Overall, our analyses suggest a relatively recent evolution of several gonococcal strains that possess mutations that were not observed in the United States in 2000–2013 [4]. The emergence of these mutational patterns may be explained by recent interspecies recombination with other commensal Neisseria species (eg, N. lactamica and/or N. meningitidis), various selective pressures (eg, host environment and continued antibiotic usage), or both [3, 10, 30, 38]. This impact appeared to be most profound in AZI^em isolates, particularly of MLST ST9363, where we detected evidence of horizontally acquired variants throughout the mtr locus, mtrD, and elsewhere in rplD. Conversely, ESC^em isolates displayed multiple PBP2 patterns that had not been reported prior to 2014, therefore future studies utilizing whole-genome sequencing should consider prioritizing compensatory mutations identified in fitness studies for further examination. Changes in the diversity and distribution of several antimicrobial resistance determinants in a relatively short period highlight the need for routine molecular surveillance in order to identify and respond to circulating gonococcal strains with antimicrobial resistance.

Supplementary Data

Supplementary materials are available at The Journal of Infectious Diseases online. Consisting of data provided by the authors to benefit the reader, the posted materials are not copyedited and are the sole responsibility of the authors, so questions or comments should be addressed to the corresponding author.

Notes

Acknowledgments. We thank Centers for Disease Control and Prevention (CDC)’s core sequencing facility (Atlanta, GA) and partners at the Maryland or Washington public health laboratories, which are both part of the Antibiotic Resistance Laboratory Network (ARLN). We also thank the Gonococcal Isolate Surveillance Project (GISP) for the contribution of isolate and epidemiologic data used in our analyses. We thank Steve Johnson for his insightful discussion regarding mosaic PBP2 sequences.

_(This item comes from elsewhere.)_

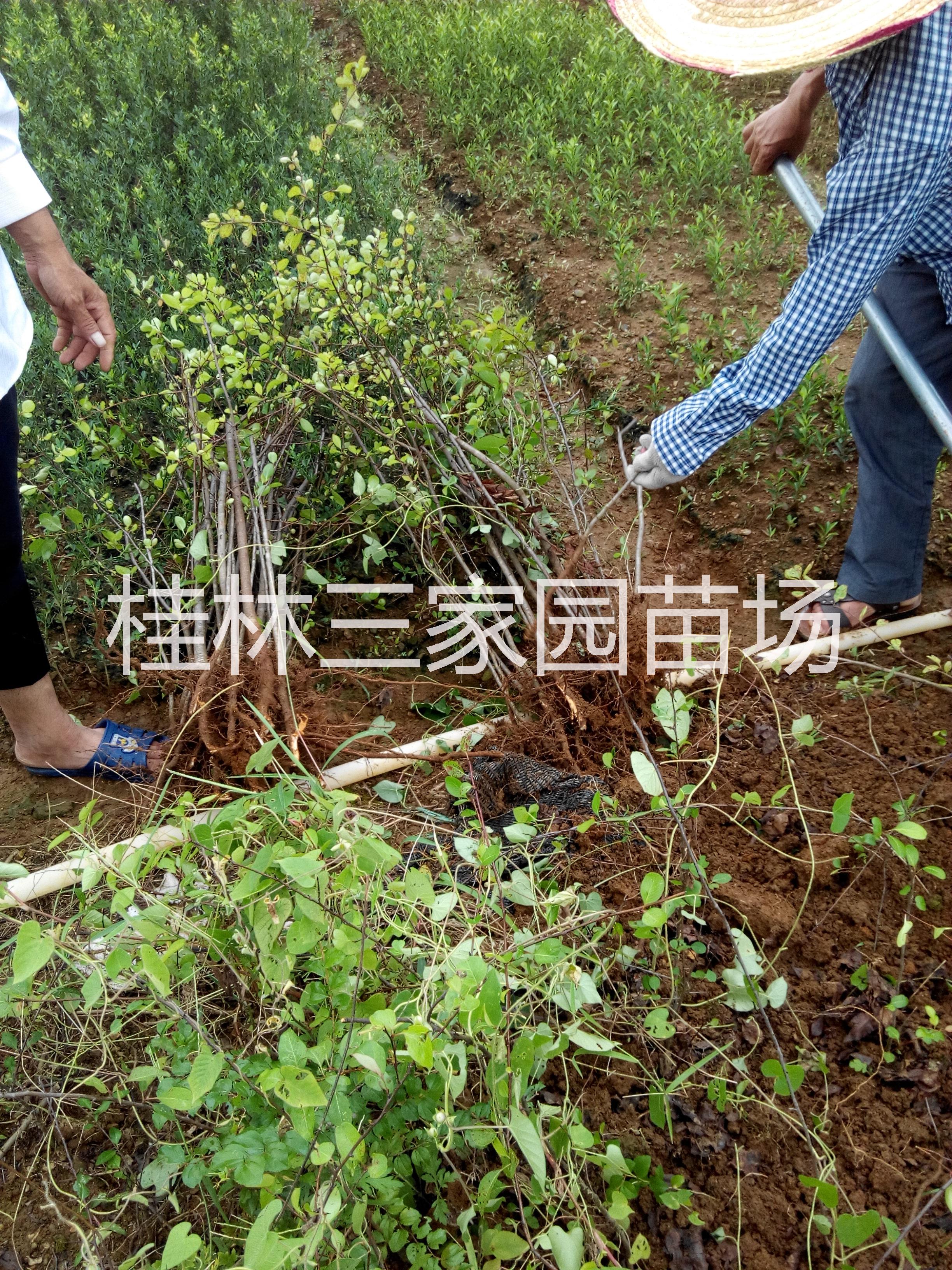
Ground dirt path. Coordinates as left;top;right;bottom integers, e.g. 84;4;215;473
315;0;952;1270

Neisseria gonorrhoeae Working Group members: Hillard Weinstock (CDC, Division of STD Prevention, National Center for HIV/AIDs, Viral Hepatitis, STD, and TB Prevention), Catherine Dominguez (Maryland ARLN, Maryland Department of Health), Sopheay Hun (Washington ARLN, Washington State Department of Health), and Katie Kneupper (Texas ARLN, Texas Department of State Health Services).

Disclaimer. The findings and conclusions in this report are those of the authors and do not necessarily represent the official position of the CDC, the Department of Veterans Affairs, or the National Institutes of Health.

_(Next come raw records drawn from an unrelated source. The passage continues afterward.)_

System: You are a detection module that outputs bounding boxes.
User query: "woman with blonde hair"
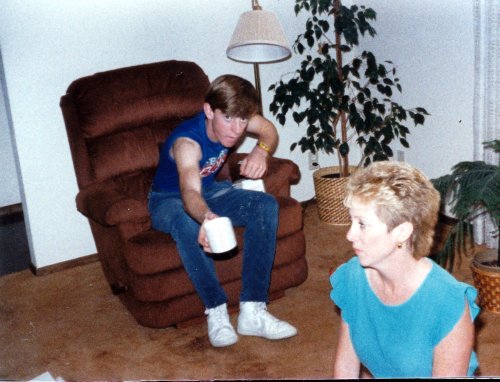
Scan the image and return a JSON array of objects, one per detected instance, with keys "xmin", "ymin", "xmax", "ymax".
[{"xmin": 330, "ymin": 161, "xmax": 479, "ymax": 378}]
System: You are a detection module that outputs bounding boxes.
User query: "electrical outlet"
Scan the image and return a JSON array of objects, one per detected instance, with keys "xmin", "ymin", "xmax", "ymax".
[
  {"xmin": 396, "ymin": 150, "xmax": 405, "ymax": 162},
  {"xmin": 309, "ymin": 151, "xmax": 319, "ymax": 170}
]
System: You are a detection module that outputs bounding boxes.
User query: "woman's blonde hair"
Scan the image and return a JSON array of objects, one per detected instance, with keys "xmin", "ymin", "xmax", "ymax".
[
  {"xmin": 344, "ymin": 161, "xmax": 440, "ymax": 259},
  {"xmin": 205, "ymin": 74, "xmax": 259, "ymax": 119}
]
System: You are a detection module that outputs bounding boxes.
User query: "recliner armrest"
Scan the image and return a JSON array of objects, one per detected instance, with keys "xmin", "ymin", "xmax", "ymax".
[{"xmin": 76, "ymin": 181, "xmax": 149, "ymax": 226}]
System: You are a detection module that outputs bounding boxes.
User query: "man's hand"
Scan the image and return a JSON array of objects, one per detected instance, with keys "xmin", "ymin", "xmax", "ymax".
[{"xmin": 240, "ymin": 146, "xmax": 269, "ymax": 179}]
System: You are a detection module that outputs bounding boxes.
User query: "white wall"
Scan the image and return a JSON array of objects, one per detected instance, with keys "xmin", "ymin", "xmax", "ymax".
[
  {"xmin": 0, "ymin": 0, "xmax": 473, "ymax": 267},
  {"xmin": 0, "ymin": 51, "xmax": 21, "ymax": 207},
  {"xmin": 357, "ymin": 0, "xmax": 474, "ymax": 178}
]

Financial support. This work was supported by the Centers for Disease Control and Prevention (CDC) Advanced Molecular Detection and Combating Antibiotic Resistant Bacteria programs (J. C. T., S. S., A. J. A., J. C., S. L., E. V., M. S., C. D. P., K. M. G., and E. N. K.) and an Intergovernmental Personnel Act (W. M. S.); US Department of Energy and CDC Research Participation Program administered by the Oak Ridge Institute for Science and Education (J. C. T, S. S., J. C., S. L., and E. V.); National Institutes of Health (grant number R37AI21150-33) awarded to W. M. S.; and the Biomedical Laboratory Research and Development Service of the US Department of Veterans Affairs (Senior Research Career Scientist Award to W. M. S.).

Potential conflicts of interest. All authors: No reported conflicts. All authors have submitted the ICMJE Form for Disclosure of Potential Conflicts of Interest. Conflicts that the editors consider relevant to the content of the manuscript have been disclosed.